Il maestro di Vigevano, internationally released as The Teacher from Vigevano, is a 1963 Italian comedy drama film directed by Elio Petri. It is based on the novel with the same name written by Lucio Mastronardi.

Plot   
Maestro Antonio Mombelli teaches in an elementary school in Vigevano. His life drags on between daily miseries, the harassment of the director of the Pereghi school and the demands of his wife Ada, a frustrated and dissatisfied woman with the modest lifestyle that her husband can grant her. Antonio's only friend is the teacher Nanini, eternal alternate.

Antonio is proud to belong to the intellectual class: he considers it a shame for himself and for his family that his wife wants to work in the factory to supplement his income and that his son, pushed by his mother, occasionally hires himself as a boy. His humble lifestyle would suit him very well, were it not for the constant complaints of his wife who repeatedly accused him of the success and wealth of other fellow citizens. But Antonio does not like entrepreneurial initiative: the rapacity and cynical immorality of those whom Ada considers arrived deeply disgust him. And his particular sense of 'dignity' prevents him from coming to terms with the opportunism of most. Antonio abuses his son and wife, as they do not rapport his sense of 'dignity' and affiliate themselves with a working class. 

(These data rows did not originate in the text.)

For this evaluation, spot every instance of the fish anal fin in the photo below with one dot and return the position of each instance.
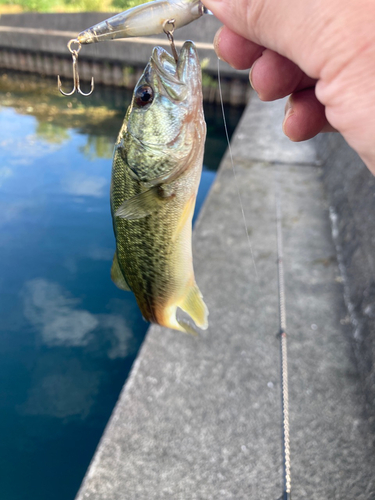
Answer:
(142, 204)
(117, 276)
(194, 306)
(187, 215)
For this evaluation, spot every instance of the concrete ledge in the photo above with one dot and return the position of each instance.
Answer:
(351, 191)
(199, 418)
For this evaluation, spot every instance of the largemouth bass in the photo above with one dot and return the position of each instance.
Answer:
(156, 171)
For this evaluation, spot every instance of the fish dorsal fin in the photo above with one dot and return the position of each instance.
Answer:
(143, 204)
(195, 307)
(117, 276)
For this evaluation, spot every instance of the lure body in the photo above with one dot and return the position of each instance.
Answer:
(156, 172)
(143, 20)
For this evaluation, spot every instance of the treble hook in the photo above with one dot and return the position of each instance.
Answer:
(76, 87)
(169, 34)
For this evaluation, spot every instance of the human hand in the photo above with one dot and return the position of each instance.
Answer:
(320, 52)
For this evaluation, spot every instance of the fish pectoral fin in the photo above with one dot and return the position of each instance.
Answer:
(142, 205)
(195, 307)
(117, 276)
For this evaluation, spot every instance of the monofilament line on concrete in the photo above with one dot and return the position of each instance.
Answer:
(283, 351)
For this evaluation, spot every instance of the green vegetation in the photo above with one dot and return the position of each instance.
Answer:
(67, 5)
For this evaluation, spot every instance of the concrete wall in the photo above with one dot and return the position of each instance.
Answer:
(351, 192)
(199, 418)
(37, 43)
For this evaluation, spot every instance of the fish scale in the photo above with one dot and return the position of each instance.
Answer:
(153, 194)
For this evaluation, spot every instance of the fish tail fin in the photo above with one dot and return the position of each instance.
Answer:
(193, 305)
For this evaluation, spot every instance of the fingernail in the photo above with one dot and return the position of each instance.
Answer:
(288, 113)
(251, 75)
(217, 43)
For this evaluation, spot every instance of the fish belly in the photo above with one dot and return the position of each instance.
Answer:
(154, 253)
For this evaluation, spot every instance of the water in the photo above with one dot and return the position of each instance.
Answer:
(68, 336)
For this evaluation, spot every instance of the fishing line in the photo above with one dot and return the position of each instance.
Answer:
(282, 313)
(234, 171)
(283, 351)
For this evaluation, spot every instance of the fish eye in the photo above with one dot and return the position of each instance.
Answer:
(143, 95)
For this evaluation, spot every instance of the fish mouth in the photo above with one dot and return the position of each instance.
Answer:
(175, 77)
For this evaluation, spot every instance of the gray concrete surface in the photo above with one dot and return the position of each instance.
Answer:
(351, 190)
(199, 418)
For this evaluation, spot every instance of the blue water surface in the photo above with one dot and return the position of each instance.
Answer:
(68, 336)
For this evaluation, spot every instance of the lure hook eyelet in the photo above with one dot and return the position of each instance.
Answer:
(169, 34)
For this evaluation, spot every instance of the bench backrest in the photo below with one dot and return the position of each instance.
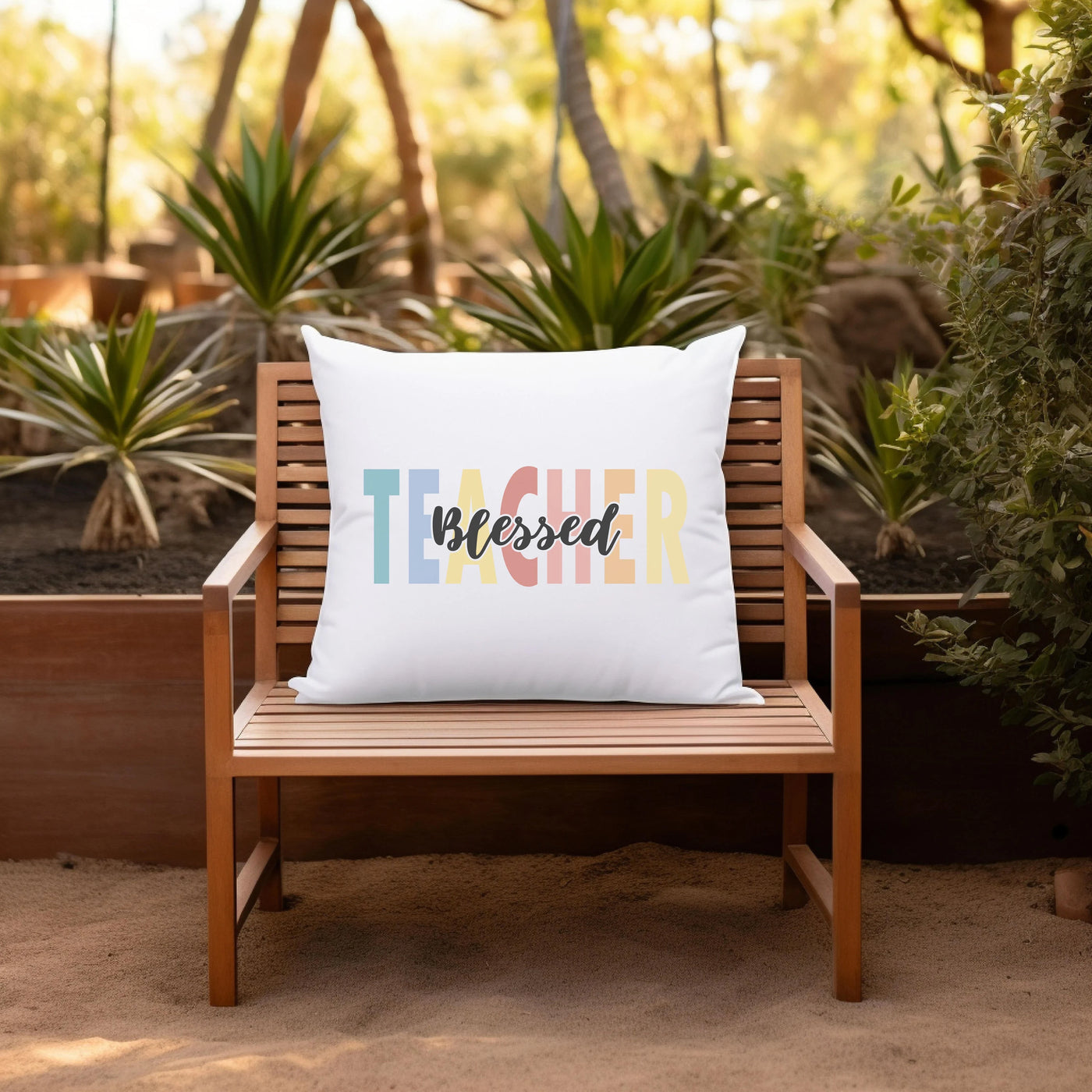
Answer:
(764, 488)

Despite this, one day, in order to please his wife, Antonio accepts the proposal of Commendatore Bugatti, a local industrialist to whom Ada had asked for a loan, who offers him to pay off the debt by bestowing good and undeserved votes to his son. Only the irruption of the director Pereghi, who catches the teacher in the act, makes him desist from the intention. Antonio's dignity begins to waver. And also his self-esteem as a head of the family, especially since his wife really decides to work as a worker.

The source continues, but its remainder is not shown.